Il secondo profilo di rilievo della decisione delle Sezioni Unite è stato l’annullamento della parte della sentenza della Corte di Appello di Torino che aveva determinato le pene a carico degli imputati condannati. Tale sentenza, pur avendo riconosciuto soltanto una loro responsabilità per colpa, data la gravità dei fatti aveva irrogato pene sicuramente molto elevate per reati ritenuti di natura meramente colposa. La Cassazione, giudicando impropria tale specifica determinazione, l’ha annullata, rinviando gli atti ad una nuova sezione della Corte di Appello, non imponendo tuttavia, con tale decisione, una diminuzione delle pene da parte del nuovo giudice. Innanzitutto mi preme chiarire un primo profilo di una certa rilevanza: dato che con riferimento alla responsabilità penale vi è stata conferma della sentenza di appello, tale responsabilità deve essere considerata definitivamente accertata, e pertanto al riparo da eventuali futuri effetti prescrizionali, come ha chiarito un comunicato diffuso ieri dalla stessa Corte di Cassazione. Quanto alle pene irrogabili dal nuovo giudice, l’annullamento non dovrebbe comportare automaticamente un loro abbassamento. Anzi, sembrerebbero esserci le premesse, addirittura, per un ulteriore inasprimento.
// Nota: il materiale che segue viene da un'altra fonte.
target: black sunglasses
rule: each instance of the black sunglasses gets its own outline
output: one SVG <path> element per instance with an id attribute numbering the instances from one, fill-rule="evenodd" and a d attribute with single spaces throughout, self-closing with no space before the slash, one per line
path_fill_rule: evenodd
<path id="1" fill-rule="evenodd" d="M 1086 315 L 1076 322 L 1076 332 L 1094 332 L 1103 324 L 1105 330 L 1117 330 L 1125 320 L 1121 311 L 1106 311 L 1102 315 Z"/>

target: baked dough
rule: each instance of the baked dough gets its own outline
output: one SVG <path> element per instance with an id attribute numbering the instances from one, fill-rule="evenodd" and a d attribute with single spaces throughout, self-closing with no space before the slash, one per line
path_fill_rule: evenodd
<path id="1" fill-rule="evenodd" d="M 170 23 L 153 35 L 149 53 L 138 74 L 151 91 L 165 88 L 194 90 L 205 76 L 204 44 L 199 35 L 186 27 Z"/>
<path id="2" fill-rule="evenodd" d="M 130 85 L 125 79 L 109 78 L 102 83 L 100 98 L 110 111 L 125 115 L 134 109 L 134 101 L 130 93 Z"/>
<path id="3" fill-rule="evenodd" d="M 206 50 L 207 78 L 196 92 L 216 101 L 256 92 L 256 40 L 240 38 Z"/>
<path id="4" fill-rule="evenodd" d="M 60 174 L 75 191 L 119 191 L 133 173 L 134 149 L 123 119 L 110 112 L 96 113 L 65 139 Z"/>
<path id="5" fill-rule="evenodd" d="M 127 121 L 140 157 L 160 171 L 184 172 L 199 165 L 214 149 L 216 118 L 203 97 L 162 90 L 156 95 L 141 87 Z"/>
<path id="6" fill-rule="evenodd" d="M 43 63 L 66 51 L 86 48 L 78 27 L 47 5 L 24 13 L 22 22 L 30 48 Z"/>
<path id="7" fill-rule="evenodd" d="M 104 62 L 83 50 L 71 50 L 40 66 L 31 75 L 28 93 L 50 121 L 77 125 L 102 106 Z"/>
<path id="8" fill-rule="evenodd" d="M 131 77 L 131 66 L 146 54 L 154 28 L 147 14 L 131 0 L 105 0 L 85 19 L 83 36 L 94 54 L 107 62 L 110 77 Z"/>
Il diritto e la giustizia sembrerebbero pertanto, a questo punto, entrambe salvaguardate. C’è d’altronde un ultimo profilo di riflessione. Da un lato c’è l’esigenza di tutelare fino in fondo la sicurezza nei luoghi di lavoro, di assicurare che le imprese rispettino la relativa normativa, di garantire che i responsabili dei delitti siano inflessibilmente puniti; dall’altro la necessità di evitare che gli interessi economici generali del Paese vengano danneggiati da decisioni improprie dell’autorità giudiziaria. Un giusto equilibrio deve essere pertanto, sempre, cercato. In questa prospettiva può essere condiviso che la Cassazione, nel caso Thyssen, abbia seguito una linea di prudenza nel tracciare la linea di demarcazione fra responsabilità per dolo (eventuale) e responsabilità per colpa (cosciente), ma non abbia nel contempo abbassato la guardia della repressione dei colpevoli, sancendo la definitività delle loro condanne e ponendo le premesse per l’applicazione di sanzioni addirittura più esemplari.